In sworn statements, Allaby said Sheridan was the seventh friend or family member to be attacked by Trevor in just two months.

"He's fine one second, a wild animal the next," Allaby stated in court documents, describing Trevor's randomly aggressive behaviour.

Whitehorse bylaw officers rescued Trevor in January, after the dog was discovered with an undersized collar badly ingrown into his neck. Trevor was taken to the shelter, where staff and volunteers cared for him and described him as a friendly dog.

Trevor was adopted in May by Allaby's sister, who signed an adoption contract promising to return the dog to the shelter if she could not care for it.

But staff believe she gave Trevor to her brother, who claims he did not know about the dog's troubled past until after he called city bylaw officers to take Trevor off his hands.
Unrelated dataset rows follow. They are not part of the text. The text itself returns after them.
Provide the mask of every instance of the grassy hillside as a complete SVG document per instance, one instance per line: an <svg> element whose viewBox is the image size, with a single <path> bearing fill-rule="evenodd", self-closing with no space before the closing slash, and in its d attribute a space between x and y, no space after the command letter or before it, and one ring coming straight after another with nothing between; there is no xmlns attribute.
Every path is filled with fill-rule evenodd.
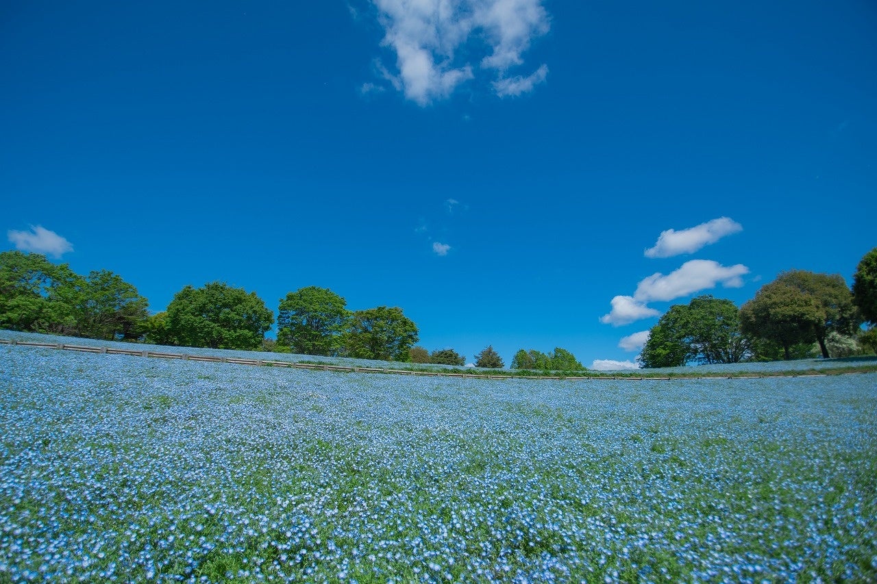
<svg viewBox="0 0 877 584"><path fill-rule="evenodd" d="M875 485L875 374L488 381L0 346L0 581L866 581Z"/></svg>

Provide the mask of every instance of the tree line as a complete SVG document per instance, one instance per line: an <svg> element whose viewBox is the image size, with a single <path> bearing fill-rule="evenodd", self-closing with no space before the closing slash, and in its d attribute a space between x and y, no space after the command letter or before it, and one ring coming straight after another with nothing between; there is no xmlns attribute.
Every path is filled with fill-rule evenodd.
<svg viewBox="0 0 877 584"><path fill-rule="evenodd" d="M671 306L638 360L645 367L666 367L814 353L829 359L866 348L877 353L877 248L859 262L852 288L839 274L791 270L739 309L709 295Z"/></svg>
<svg viewBox="0 0 877 584"><path fill-rule="evenodd" d="M867 331L861 331L868 323ZM348 310L346 300L314 286L280 301L277 339L265 333L274 313L254 292L209 282L186 286L166 310L149 316L137 288L106 270L87 275L67 264L22 252L0 253L0 327L106 340L217 349L267 350L461 366L453 349L416 346L417 326L398 307ZM730 300L702 296L660 317L638 360L646 367L688 363L736 363L809 356L824 358L870 347L877 352L877 248L859 263L852 289L838 274L785 272L739 309ZM474 365L503 367L493 346ZM520 349L514 369L581 371L566 349Z"/></svg>
<svg viewBox="0 0 877 584"><path fill-rule="evenodd" d="M0 328L176 346L465 363L453 349L424 359L425 350L414 347L417 326L401 308L348 310L342 296L314 286L281 299L276 341L265 338L275 322L265 302L225 282L186 286L153 316L148 305L112 272L80 275L39 253L0 253ZM479 367L503 367L492 347L475 359Z"/></svg>

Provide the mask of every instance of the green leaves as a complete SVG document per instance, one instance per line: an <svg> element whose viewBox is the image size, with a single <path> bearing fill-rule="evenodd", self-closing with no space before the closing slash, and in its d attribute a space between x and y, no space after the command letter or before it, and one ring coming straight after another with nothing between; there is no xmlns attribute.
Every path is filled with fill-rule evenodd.
<svg viewBox="0 0 877 584"><path fill-rule="evenodd" d="M689 361L738 363L750 353L737 306L705 295L671 306L649 331L639 360L645 367L672 367Z"/></svg>
<svg viewBox="0 0 877 584"><path fill-rule="evenodd" d="M134 339L148 303L106 270L87 277L38 253L0 253L0 326L91 338Z"/></svg>
<svg viewBox="0 0 877 584"><path fill-rule="evenodd" d="M865 320L877 326L877 247L859 262L852 276L852 301Z"/></svg>
<svg viewBox="0 0 877 584"><path fill-rule="evenodd" d="M781 345L786 359L795 344L814 341L828 359L828 333L850 335L860 323L843 277L805 270L784 272L762 286L740 317L745 332Z"/></svg>
<svg viewBox="0 0 877 584"><path fill-rule="evenodd" d="M494 350L493 345L488 345L480 353L475 355L475 367L502 369L504 367L504 363L503 363L503 358Z"/></svg>
<svg viewBox="0 0 877 584"><path fill-rule="evenodd" d="M408 361L418 338L417 326L401 308L379 306L353 313L344 346L356 359Z"/></svg>
<svg viewBox="0 0 877 584"><path fill-rule="evenodd" d="M519 349L511 360L512 369L541 371L585 371L587 367L566 349L554 347L553 353L547 354L536 349Z"/></svg>
<svg viewBox="0 0 877 584"><path fill-rule="evenodd" d="M280 303L277 342L303 355L337 355L350 320L346 301L325 288L289 292Z"/></svg>
<svg viewBox="0 0 877 584"><path fill-rule="evenodd" d="M167 333L175 345L214 349L256 349L274 314L255 292L213 281L186 286L168 305Z"/></svg>

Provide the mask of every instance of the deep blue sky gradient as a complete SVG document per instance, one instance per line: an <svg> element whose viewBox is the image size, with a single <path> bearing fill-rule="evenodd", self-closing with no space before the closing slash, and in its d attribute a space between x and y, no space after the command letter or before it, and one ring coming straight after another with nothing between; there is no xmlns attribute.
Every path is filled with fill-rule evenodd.
<svg viewBox="0 0 877 584"><path fill-rule="evenodd" d="M360 92L395 62L365 2L4 3L0 229L56 231L153 311L213 280L275 310L322 286L507 364L632 360L619 338L656 319L600 317L691 259L745 265L703 291L738 303L786 269L852 281L877 246L877 4L545 6L545 83L421 107ZM743 231L644 257L719 217Z"/></svg>

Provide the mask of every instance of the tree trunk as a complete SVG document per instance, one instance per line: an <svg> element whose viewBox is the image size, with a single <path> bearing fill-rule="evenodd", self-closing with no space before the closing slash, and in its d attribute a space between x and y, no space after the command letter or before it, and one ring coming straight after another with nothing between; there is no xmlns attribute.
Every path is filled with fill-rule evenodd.
<svg viewBox="0 0 877 584"><path fill-rule="evenodd" d="M825 346L825 338L818 337L816 340L819 342L819 348L823 352L823 359L830 359L828 356L828 348Z"/></svg>

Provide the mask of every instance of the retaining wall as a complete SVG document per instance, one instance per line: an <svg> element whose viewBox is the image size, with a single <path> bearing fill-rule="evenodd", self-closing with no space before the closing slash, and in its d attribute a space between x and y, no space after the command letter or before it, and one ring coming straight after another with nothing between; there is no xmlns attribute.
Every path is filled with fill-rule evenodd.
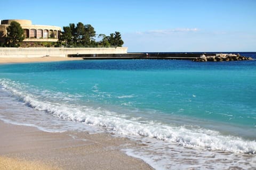
<svg viewBox="0 0 256 170"><path fill-rule="evenodd" d="M116 48L0 48L0 57L67 57L70 54L126 54L127 47Z"/></svg>

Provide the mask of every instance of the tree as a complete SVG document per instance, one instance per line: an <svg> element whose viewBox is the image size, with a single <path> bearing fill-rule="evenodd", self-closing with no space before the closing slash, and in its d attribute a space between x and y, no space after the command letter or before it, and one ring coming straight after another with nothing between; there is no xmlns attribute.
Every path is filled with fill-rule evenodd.
<svg viewBox="0 0 256 170"><path fill-rule="evenodd" d="M101 38L101 40L99 42L101 47L109 47L110 46L108 38L105 34L100 34L98 38Z"/></svg>
<svg viewBox="0 0 256 170"><path fill-rule="evenodd" d="M76 27L76 37L77 42L81 42L84 39L85 30L84 25L82 22L78 22Z"/></svg>
<svg viewBox="0 0 256 170"><path fill-rule="evenodd" d="M9 47L17 47L17 42L24 40L24 30L20 24L16 22L12 21L7 27L7 43Z"/></svg>
<svg viewBox="0 0 256 170"><path fill-rule="evenodd" d="M65 41L65 45L72 41L72 32L69 27L63 27L63 31L61 32L60 40Z"/></svg>
<svg viewBox="0 0 256 170"><path fill-rule="evenodd" d="M92 41L95 41L93 38L96 36L96 32L94 31L94 28L90 24L85 25L84 30L84 44L87 45L90 45ZM94 45L95 45L94 42L93 43Z"/></svg>
<svg viewBox="0 0 256 170"><path fill-rule="evenodd" d="M107 37L107 38L108 39L108 42L109 42L109 44L111 46L114 46L115 45L114 33L110 33L109 36Z"/></svg>
<svg viewBox="0 0 256 170"><path fill-rule="evenodd" d="M121 34L120 32L116 31L114 34L114 36L115 46L116 47L122 47L124 44L124 41L122 40Z"/></svg>

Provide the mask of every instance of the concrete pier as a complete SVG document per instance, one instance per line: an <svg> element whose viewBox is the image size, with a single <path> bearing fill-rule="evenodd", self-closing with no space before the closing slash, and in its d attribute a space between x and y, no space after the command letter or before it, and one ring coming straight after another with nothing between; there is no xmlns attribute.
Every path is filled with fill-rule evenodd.
<svg viewBox="0 0 256 170"><path fill-rule="evenodd" d="M202 53L140 53L126 54L70 54L68 57L81 57L84 60L193 60L199 57ZM207 54L212 55L212 54Z"/></svg>

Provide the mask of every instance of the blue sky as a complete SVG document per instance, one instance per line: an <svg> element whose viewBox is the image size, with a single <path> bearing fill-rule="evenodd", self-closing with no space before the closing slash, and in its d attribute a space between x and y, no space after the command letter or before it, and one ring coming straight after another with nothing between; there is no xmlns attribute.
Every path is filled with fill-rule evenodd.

Shelter neglected to warn adopters: city official

Whitehorse bylaw chief John Taylor said officials at the Mae Bachur Animal Shelter neglected to tell Trevor's new owners that the dog had bitten a child visitor to the shelter prior to his adoption.

Taylor said shelter staff not only ignored the city's orders to advise potential owners about that incident, but they also ignored orders to alert the city about Trevor's final placement.

The Yukon Humane Society must provide its submissions about the dog by Wednesday, in time for Thursday's court hearing.

In the meantime, Trevor remains at the city pound, where he's being kept under quarantine to ensure he's not rabid.